Résumé de la décision
Mme B A a introduit une requête le 23 juin 2023, demandant au tribunal d'ordonner au préfet de Paris de lui attribuer un logement correspondant à ses besoins et capacités, après avoir été reconnue prioritaire par la commission de médiation. Cependant, la décision de cette commission, notifiée le 15 mars 2022, stipulait que Mme A pouvait saisir le tribunal si aucune offre de logement ne lui était faite, à compter du 4 février 2023, et ce jusqu'au 5 juin 2023. La requête ayant été enregistrée après cette date limite, le tribunal a jugé qu'elle était tardive et donc manifestement irrecevable, la rejetant en conséquence.
Arguments pertinents
1. Délai de recours : Le tribunal a souligné que la requête de Mme A était tardive, car elle a été enregistrée après l'expiration du délai de recours contentieux prévu par les dispositions légales.
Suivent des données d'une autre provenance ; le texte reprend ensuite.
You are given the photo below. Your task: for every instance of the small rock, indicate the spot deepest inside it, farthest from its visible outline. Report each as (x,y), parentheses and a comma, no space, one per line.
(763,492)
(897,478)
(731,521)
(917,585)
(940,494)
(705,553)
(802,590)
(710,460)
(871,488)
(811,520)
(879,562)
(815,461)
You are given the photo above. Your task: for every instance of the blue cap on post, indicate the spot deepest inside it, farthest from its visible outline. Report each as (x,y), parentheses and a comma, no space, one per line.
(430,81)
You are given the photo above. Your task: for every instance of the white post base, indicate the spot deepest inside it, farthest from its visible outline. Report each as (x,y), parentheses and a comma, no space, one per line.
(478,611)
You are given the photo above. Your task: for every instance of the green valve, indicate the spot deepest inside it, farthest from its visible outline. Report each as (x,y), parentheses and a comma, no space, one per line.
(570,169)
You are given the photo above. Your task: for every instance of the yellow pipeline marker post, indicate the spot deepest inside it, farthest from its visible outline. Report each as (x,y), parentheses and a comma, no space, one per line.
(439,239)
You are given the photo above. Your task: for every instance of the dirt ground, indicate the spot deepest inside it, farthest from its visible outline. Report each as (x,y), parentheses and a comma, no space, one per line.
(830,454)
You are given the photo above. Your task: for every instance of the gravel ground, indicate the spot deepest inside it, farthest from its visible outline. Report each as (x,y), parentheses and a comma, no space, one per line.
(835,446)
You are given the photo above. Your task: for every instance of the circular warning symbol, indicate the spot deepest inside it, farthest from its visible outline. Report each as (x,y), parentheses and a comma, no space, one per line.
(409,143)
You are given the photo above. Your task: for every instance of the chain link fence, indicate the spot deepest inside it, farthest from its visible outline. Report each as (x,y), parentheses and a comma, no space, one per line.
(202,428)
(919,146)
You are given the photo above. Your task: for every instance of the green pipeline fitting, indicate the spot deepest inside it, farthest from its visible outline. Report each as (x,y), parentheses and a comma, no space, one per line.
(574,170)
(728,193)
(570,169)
En effet, selon l'article R. 441-16-1 du Code de la construction et de l'habitation, le délai pour introduire un recours est de trois mois à compter de la décision de la commission de médiation.
2. Irrecevabilité manifeste : En vertu de l'article R. 222-1 du Code de justice administrative, le tribunal a le pouvoir de rejeter les requêtes manifestement irrecevables sans invitation à régulariser. La requête de Mme A a été jugée manifestement irrecevable en raison de son enregistrement tardif.
Interprétations et citations légales
1. Délai de recours : L'article L. 441-2-3-1 du Code de la construction et de l'habitation précise que "le demandeur qui a été reconnu par la commission de médiation comme prioritaire et comme devant être logé d'urgence (...) peut introduire un recours devant la juridiction administrative" dans un délai fixé. L'article R. 441-16-1 précise que ce délai est de trois mois à compter de la décision de la commission, ce qui a été interprété par le tribunal comme un cadre strict à respecter.
2. Irrecevabilité : L'article R. 222-1 du Code de justice administrative permet au tribunal de rejeter les requêtes manifestement irrecevables. Le tribunal a appliqué cette disposition en constatant que la requête de Mme A, enregistrée le 23 juin 2023, était en dehors du délai imparti, rendant ainsi la demande irrecevable.
En conclusion, la décision du tribunal repose sur une application rigoureuse des délais de recours prévus par la loi, soulignant l'importance de respecter ces délais pour garantir l'accès à la justice administrative.